Hurriyet does not explain why the woman has been allegedly “monitored and abused” for so long before wearing shorts in her home this week.
While the incident has yet to result in violence, Turkey has seen a spike in morality vigilantes targeting women who violate Islamic dress customs despite its decades of stridently secular rule. In June, during the Islamic holy month of Ramadan, a Turkish man beat a woman on public transportation for wearing shorts during Ramadan. Following his arrest, the man claimed to have been “provoked” by the woman’s shorts.
The man was sentenced to nearly four years in prison this week, according to Hurriyet.

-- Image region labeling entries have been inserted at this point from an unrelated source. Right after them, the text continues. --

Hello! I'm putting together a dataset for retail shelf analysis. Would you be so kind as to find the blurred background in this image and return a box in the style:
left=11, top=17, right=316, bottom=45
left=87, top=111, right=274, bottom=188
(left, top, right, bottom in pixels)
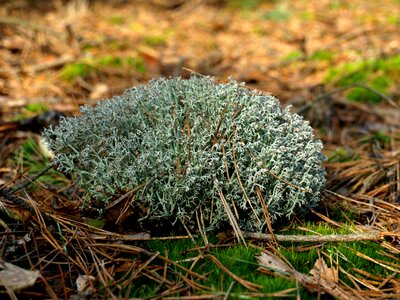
left=0, top=0, right=400, bottom=113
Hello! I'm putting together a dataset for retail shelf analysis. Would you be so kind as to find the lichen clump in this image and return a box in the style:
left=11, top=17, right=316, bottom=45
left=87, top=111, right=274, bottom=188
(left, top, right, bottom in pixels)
left=43, top=76, right=325, bottom=231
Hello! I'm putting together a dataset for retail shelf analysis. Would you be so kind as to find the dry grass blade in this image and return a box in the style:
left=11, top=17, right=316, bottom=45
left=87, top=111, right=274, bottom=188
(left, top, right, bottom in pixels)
left=91, top=243, right=207, bottom=280
left=256, top=186, right=279, bottom=248
left=217, top=186, right=247, bottom=247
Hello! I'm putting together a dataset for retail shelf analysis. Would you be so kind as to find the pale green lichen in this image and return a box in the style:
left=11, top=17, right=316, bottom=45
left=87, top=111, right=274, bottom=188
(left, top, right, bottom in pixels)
left=43, top=76, right=325, bottom=230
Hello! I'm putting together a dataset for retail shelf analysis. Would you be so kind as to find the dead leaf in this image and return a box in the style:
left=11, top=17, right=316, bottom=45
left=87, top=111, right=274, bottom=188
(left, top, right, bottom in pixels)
left=258, top=250, right=364, bottom=299
left=310, top=258, right=339, bottom=284
left=0, top=260, right=40, bottom=291
left=258, top=251, right=294, bottom=278
left=76, top=275, right=96, bottom=293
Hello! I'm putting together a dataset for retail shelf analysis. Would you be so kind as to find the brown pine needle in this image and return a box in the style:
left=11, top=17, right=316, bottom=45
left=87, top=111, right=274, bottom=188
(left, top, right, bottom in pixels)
left=231, top=231, right=382, bottom=243
left=204, top=254, right=262, bottom=291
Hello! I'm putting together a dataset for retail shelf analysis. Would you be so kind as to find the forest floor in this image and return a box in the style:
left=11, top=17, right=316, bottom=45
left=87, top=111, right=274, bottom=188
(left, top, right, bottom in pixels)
left=0, top=0, right=400, bottom=299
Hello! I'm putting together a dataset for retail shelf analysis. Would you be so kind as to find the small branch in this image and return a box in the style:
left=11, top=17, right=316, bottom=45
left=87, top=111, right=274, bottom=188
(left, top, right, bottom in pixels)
left=24, top=57, right=77, bottom=74
left=231, top=231, right=382, bottom=243
left=12, top=165, right=52, bottom=193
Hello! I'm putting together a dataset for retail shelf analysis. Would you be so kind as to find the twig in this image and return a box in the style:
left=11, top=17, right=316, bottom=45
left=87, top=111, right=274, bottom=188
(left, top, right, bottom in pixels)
left=231, top=231, right=382, bottom=243
left=12, top=165, right=53, bottom=193
left=24, top=57, right=77, bottom=74
left=0, top=17, right=60, bottom=36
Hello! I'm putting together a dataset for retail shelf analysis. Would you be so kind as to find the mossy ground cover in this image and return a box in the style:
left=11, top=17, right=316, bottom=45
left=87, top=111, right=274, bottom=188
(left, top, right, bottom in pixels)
left=0, top=0, right=400, bottom=299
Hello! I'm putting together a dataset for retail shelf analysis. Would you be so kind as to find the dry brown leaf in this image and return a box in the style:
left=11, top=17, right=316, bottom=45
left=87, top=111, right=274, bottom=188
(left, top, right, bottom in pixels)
left=310, top=257, right=339, bottom=284
left=258, top=251, right=295, bottom=278
left=76, top=275, right=96, bottom=293
left=258, top=250, right=364, bottom=299
left=0, top=260, right=40, bottom=291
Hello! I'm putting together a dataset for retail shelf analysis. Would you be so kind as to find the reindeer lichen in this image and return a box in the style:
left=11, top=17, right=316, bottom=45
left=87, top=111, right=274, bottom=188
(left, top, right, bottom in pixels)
left=43, top=76, right=325, bottom=231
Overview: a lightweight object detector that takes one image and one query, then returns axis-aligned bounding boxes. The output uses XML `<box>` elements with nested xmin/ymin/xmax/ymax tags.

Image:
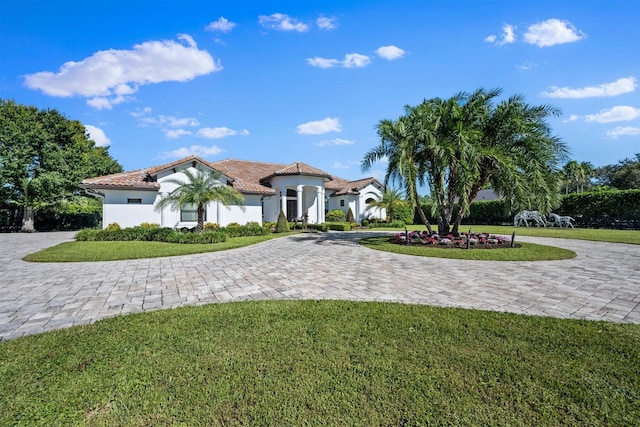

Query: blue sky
<box><xmin>0</xmin><ymin>0</ymin><xmax>640</xmax><ymax>186</ymax></box>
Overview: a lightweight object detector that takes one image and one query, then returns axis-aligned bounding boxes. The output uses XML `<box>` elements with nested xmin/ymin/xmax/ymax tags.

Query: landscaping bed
<box><xmin>389</xmin><ymin>231</ymin><xmax>522</xmax><ymax>249</ymax></box>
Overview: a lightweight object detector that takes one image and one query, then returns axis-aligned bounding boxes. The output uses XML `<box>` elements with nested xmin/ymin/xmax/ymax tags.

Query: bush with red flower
<box><xmin>390</xmin><ymin>231</ymin><xmax>511</xmax><ymax>249</ymax></box>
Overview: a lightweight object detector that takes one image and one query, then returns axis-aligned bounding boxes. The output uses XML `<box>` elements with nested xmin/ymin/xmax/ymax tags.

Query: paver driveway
<box><xmin>0</xmin><ymin>233</ymin><xmax>640</xmax><ymax>340</ymax></box>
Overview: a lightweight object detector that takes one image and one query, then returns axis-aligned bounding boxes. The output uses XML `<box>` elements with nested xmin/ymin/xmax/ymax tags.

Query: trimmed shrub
<box><xmin>166</xmin><ymin>231</ymin><xmax>227</xmax><ymax>244</ymax></box>
<box><xmin>276</xmin><ymin>209</ymin><xmax>289</xmax><ymax>233</ymax></box>
<box><xmin>140</xmin><ymin>222</ymin><xmax>160</xmax><ymax>228</ymax></box>
<box><xmin>325</xmin><ymin>222</ymin><xmax>351</xmax><ymax>231</ymax></box>
<box><xmin>369</xmin><ymin>221</ymin><xmax>405</xmax><ymax>228</ymax></box>
<box><xmin>219</xmin><ymin>222</ymin><xmax>271</xmax><ymax>237</ymax></box>
<box><xmin>391</xmin><ymin>203</ymin><xmax>414</xmax><ymax>224</ymax></box>
<box><xmin>307</xmin><ymin>223</ymin><xmax>329</xmax><ymax>231</ymax></box>
<box><xmin>204</xmin><ymin>222</ymin><xmax>220</xmax><ymax>231</ymax></box>
<box><xmin>325</xmin><ymin>209</ymin><xmax>347</xmax><ymax>222</ymax></box>
<box><xmin>105</xmin><ymin>222</ymin><xmax>121</xmax><ymax>231</ymax></box>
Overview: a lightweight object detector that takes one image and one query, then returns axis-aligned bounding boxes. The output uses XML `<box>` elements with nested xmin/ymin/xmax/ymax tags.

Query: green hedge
<box><xmin>558</xmin><ymin>189</ymin><xmax>640</xmax><ymax>218</ymax></box>
<box><xmin>416</xmin><ymin>189</ymin><xmax>640</xmax><ymax>229</ymax></box>
<box><xmin>76</xmin><ymin>223</ymin><xmax>271</xmax><ymax>243</ymax></box>
<box><xmin>369</xmin><ymin>221</ymin><xmax>405</xmax><ymax>228</ymax></box>
<box><xmin>325</xmin><ymin>222</ymin><xmax>351</xmax><ymax>231</ymax></box>
<box><xmin>307</xmin><ymin>224</ymin><xmax>329</xmax><ymax>231</ymax></box>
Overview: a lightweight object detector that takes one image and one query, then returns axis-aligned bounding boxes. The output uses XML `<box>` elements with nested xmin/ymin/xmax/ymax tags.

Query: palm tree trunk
<box><xmin>413</xmin><ymin>188</ymin><xmax>433</xmax><ymax>234</ymax></box>
<box><xmin>196</xmin><ymin>204</ymin><xmax>204</xmax><ymax>233</ymax></box>
<box><xmin>21</xmin><ymin>206</ymin><xmax>36</xmax><ymax>233</ymax></box>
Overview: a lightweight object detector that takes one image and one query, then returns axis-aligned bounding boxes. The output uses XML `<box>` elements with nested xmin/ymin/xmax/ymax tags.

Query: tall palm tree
<box><xmin>366</xmin><ymin>188</ymin><xmax>407</xmax><ymax>221</ymax></box>
<box><xmin>361</xmin><ymin>115</ymin><xmax>433</xmax><ymax>233</ymax></box>
<box><xmin>454</xmin><ymin>89</ymin><xmax>567</xmax><ymax>231</ymax></box>
<box><xmin>155</xmin><ymin>169</ymin><xmax>245</xmax><ymax>233</ymax></box>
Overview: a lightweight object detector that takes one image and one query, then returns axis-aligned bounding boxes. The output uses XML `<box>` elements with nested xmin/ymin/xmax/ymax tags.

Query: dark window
<box><xmin>180</xmin><ymin>204</ymin><xmax>207</xmax><ymax>222</ymax></box>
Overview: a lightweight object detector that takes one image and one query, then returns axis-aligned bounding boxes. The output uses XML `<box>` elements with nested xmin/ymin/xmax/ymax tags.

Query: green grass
<box><xmin>360</xmin><ymin>236</ymin><xmax>576</xmax><ymax>261</ymax></box>
<box><xmin>24</xmin><ymin>232</ymin><xmax>297</xmax><ymax>262</ymax></box>
<box><xmin>0</xmin><ymin>301</ymin><xmax>640</xmax><ymax>426</ymax></box>
<box><xmin>372</xmin><ymin>225</ymin><xmax>640</xmax><ymax>245</ymax></box>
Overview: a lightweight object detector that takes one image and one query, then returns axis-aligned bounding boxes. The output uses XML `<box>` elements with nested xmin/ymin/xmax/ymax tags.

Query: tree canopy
<box><xmin>362</xmin><ymin>89</ymin><xmax>567</xmax><ymax>233</ymax></box>
<box><xmin>0</xmin><ymin>99</ymin><xmax>122</xmax><ymax>230</ymax></box>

In a similar incident last year, a group of women dressed in burqas tackled and beat a pregnant woman in public for allegedly wearing “revealing” clothing. “Why are you wearing revealing clothes? You are a coup supporter and a Gülenist,” the mob yelled while they beat the woman, referring to Islamic cleric Fethullah Gülen, who President Recep Tayyip Erdogan accuses of having orchestrated the failed coup against him last year.
Supporters of Erdogan, an Islamist who has promoted the spread of Islam to Europe and Latin America, have physically attacked women’s rallies, beating participants for expressing themselves publicly, and Erdogan government supporters have moved to ban anti-Islamic activities such as the annual Istanbul LGBT pride parade.
Erdogan has previously objected to the concept of “moderate Islam,” arguing, “There is no moderate or immoderate Islam. Islam is Islam and that’s it.” He has also called the use of birth control by Muslim couples as “treason” and urged Muslims to have at least three children to create a “dynamic” population. Regarding the role of women in society, Erdogan said in remarks in 2016 that equality between men and women was impossible. “You cannot bring women and men into equal positions; that is against nature because their nature is different,” he argued.
“Our religion [Islam] has defined a position for women [in society]: Motherhood. Some people can understand this, while others can’t. You cannot explain this to feminists because they don’t accept the concept of motherhood,” he concluded.